Baekhyun gözlerini açtığında bomboş bir odayla karşılaştı. Karşısındaki koltuğun boş olması canını çok yakıyordu. Sanki biri kalbini elleri arasına almış ve var gücüyle sıkıyor gibiydi.

  Kyungsoo onun için çok değerliydi. Özellikle son zamanlarda bunu gösteremiyor olsa da arkadaşı için canını bile verirdi Baekhyun. Onu çok fazla seviyordu.

  Gözlerine biriken yaşları sildi. Acıyan vücudu ile zorla hastane yatağında doğruldu. Daha fazla kalmayacaktı hastanede.

  Kolundaki serumu kendisi çıkaracakken içeriye hemşire girmişti. "Bekleyin!" diyerek sesini yükseltti hemşire. Ardından Baekhyun'a atıldı ve serumu kendisi çıkardı. "Çıkabileceğinizi haber vermek için gelmiştim. Geçmiş olsun." dedikten sonra odadan çıktı hemşire. Baekhyun da yatakta kalktı ve odadan çıkıp kattaki asansöre yürüdü.

  Asansöre bindikten sonra zemin katın düğmesine basıp beklemeye başladı. Beklerken aklına hastane ücretini ödeyecek paranın yanında olmadığı gelince iç çekerek kafasını hafifçe geriye doğru vurdu. Ne yapacaktı?

  Zemin kata indiğini belirten sesi duyunca asansörden çıktı Baekhyun. Titrek adımlarla hastane ücretinin ödendiği kısma doğru yürüdü. Hala ne yapacağını bilmiyordu.

  Kapıyı tıklattı Baekhyun ve onay sesini duyunca içeriye girdi. "Byun Baekhyun. Ücret?" diyerek sordu Baekhyun.
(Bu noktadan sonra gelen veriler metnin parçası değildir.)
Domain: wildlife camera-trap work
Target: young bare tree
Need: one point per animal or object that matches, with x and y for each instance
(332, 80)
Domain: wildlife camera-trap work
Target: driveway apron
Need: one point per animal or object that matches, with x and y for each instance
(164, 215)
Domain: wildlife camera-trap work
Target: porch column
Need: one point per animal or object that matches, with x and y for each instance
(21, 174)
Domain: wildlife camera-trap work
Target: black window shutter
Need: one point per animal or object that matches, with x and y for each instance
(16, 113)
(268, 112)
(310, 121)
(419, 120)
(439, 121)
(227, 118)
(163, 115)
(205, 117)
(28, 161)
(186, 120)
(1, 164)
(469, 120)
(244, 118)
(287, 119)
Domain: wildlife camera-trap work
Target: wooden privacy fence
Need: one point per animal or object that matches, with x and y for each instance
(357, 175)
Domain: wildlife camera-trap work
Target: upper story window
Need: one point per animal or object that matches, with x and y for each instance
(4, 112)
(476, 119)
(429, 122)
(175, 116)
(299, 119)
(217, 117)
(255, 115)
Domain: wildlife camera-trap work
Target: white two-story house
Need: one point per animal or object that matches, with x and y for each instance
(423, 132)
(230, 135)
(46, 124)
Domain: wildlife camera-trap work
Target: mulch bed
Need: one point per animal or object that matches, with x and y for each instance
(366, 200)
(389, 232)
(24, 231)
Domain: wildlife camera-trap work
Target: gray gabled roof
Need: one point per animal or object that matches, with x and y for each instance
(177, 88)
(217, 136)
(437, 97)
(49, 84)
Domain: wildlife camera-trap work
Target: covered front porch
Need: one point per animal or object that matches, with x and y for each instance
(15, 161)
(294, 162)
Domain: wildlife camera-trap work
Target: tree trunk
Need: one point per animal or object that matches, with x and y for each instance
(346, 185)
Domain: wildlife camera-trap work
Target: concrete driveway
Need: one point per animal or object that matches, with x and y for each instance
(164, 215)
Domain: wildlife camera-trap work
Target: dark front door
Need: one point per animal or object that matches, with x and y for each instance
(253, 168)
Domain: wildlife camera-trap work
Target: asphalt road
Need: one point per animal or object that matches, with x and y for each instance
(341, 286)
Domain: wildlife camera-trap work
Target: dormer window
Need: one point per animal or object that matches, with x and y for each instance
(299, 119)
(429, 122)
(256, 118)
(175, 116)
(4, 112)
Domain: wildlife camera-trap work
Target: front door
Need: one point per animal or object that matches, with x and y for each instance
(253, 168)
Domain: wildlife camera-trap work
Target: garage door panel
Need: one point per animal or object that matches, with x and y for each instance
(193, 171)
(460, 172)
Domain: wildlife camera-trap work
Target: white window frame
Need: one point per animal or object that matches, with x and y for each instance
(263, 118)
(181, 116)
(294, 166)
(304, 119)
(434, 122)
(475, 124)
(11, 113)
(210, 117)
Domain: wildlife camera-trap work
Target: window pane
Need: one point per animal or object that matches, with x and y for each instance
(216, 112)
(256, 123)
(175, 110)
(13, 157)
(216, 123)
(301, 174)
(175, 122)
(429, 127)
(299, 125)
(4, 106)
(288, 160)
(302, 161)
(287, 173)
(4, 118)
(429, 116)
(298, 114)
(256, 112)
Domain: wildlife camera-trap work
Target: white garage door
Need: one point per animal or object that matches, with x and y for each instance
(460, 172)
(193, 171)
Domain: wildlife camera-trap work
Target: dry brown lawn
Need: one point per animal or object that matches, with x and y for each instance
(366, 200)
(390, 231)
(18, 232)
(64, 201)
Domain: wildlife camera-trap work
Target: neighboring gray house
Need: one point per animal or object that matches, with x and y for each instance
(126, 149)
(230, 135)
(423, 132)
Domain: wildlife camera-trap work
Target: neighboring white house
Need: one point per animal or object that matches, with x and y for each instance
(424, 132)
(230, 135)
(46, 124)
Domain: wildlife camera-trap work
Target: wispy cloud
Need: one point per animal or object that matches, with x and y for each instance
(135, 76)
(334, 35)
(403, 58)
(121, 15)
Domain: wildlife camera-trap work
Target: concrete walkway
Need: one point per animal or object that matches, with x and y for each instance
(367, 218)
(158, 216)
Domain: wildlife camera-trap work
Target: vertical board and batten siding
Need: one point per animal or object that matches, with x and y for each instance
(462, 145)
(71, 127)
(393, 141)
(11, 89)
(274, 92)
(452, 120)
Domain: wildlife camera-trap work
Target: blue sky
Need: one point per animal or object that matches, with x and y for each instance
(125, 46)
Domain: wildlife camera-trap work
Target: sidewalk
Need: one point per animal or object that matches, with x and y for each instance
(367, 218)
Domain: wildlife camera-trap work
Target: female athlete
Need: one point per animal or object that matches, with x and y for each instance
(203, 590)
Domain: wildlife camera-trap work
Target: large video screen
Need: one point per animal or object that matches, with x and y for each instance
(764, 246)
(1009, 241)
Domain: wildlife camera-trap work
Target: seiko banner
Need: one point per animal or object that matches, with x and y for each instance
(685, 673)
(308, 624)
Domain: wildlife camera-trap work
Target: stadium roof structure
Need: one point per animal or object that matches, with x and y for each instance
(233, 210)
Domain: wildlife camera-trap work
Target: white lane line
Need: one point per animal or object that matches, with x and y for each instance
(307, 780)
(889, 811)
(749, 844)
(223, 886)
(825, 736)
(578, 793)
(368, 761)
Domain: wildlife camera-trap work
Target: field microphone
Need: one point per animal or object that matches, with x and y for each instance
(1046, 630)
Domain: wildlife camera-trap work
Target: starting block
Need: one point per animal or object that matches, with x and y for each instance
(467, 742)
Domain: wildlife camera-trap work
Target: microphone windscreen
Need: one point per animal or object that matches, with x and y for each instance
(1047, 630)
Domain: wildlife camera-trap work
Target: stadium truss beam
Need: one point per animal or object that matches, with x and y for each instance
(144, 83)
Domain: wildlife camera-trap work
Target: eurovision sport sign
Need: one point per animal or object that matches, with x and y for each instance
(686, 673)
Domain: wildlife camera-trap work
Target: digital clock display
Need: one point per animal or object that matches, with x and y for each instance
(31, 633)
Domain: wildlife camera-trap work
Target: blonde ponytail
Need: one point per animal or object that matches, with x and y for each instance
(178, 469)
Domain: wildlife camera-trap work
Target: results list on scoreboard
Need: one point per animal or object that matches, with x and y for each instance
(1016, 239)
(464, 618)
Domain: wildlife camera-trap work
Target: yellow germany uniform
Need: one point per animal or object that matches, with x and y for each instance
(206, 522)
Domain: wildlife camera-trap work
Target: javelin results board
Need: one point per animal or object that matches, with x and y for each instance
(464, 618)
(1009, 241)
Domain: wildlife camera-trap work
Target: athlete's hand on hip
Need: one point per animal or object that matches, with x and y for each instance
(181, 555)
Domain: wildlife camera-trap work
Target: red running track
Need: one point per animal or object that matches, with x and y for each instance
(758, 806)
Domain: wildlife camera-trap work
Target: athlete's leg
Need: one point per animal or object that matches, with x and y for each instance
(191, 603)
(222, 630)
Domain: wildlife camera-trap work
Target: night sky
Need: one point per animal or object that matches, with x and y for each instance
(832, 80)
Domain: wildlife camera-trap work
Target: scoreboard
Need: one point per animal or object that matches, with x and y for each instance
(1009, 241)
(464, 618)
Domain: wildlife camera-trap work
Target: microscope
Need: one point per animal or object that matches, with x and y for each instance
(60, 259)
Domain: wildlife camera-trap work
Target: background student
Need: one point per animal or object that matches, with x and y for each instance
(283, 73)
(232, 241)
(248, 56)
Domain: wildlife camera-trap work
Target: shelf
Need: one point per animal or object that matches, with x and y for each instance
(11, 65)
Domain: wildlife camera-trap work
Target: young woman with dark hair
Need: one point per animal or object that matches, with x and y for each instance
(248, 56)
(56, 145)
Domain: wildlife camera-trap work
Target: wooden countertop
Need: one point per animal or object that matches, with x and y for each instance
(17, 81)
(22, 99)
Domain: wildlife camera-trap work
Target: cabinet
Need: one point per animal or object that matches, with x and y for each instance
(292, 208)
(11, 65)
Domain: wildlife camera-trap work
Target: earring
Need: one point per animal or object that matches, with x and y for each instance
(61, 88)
  Bilgisayar başındaki adam yorgun gözlerle bilgisayar ekranına baktı ve bir şeylere tıkladıktan sonra Baekhyun'un yüzüne baktı. "Ücret ödenmiş. Geçmiş olsun." dedi ve işine geri döndü. Nasıl ödenmiş olabilirdi ki?

  "Yanlışlık mı oldu?" diye bir soru sordu Baekhyun.

  "Byun Baekhyun demedin mi?"
 
  "Evet."

  "Ödenmiş. Geçmiş olsun." diye tekrarladı adam ve işine tekrar geri döndü.

  "Teşekkürler." diye mırıldandı Baekhyun ve odadan çıktı. Kimin ödediğini bilmese de ödeyen kişiye içten içe minnet duyuyordu Baekhyun.

  Belki de Kyungsoo...
 
























  Baekhyun hastaneden çıkmış evine doğru yürürken çok halsiz hissediyordu. İçindeki boşluk daha da artmıştı. Kalbinde uzun zamandır hissettiği boşluğun acıdığını hissediyordu. Üşüyordu Baekhyun, çok fazla üşüyordu. Yalnızdı ve çok üşüyordu. Canı çok yanıyordu.

  Nefessiz kaldığını hissediyordu. Neden kaynaklanıyordu bu? Sona mı gelmişti artık? Yoksa kalbinin acısı mı buna sebebiyet veriyordu? Çok kötü hissediyordu...

  Kaldırımın kenarına oturup ellerini yere yasladı. Derin derin nefesler almaya başladı ve başını gökyüzüne kaldırdı. Gökyüzü iyi gelirdi, gelirdi değil mi?

  Gökyüzü lacivert rengini almaya başlamıştı. Garip şekillerdeki bulutlar yavaşca şekil değiştirerek terk ediyordu gökyüzünü ve başka yerlerin gökyüzünü süslemek için süzülüyordu.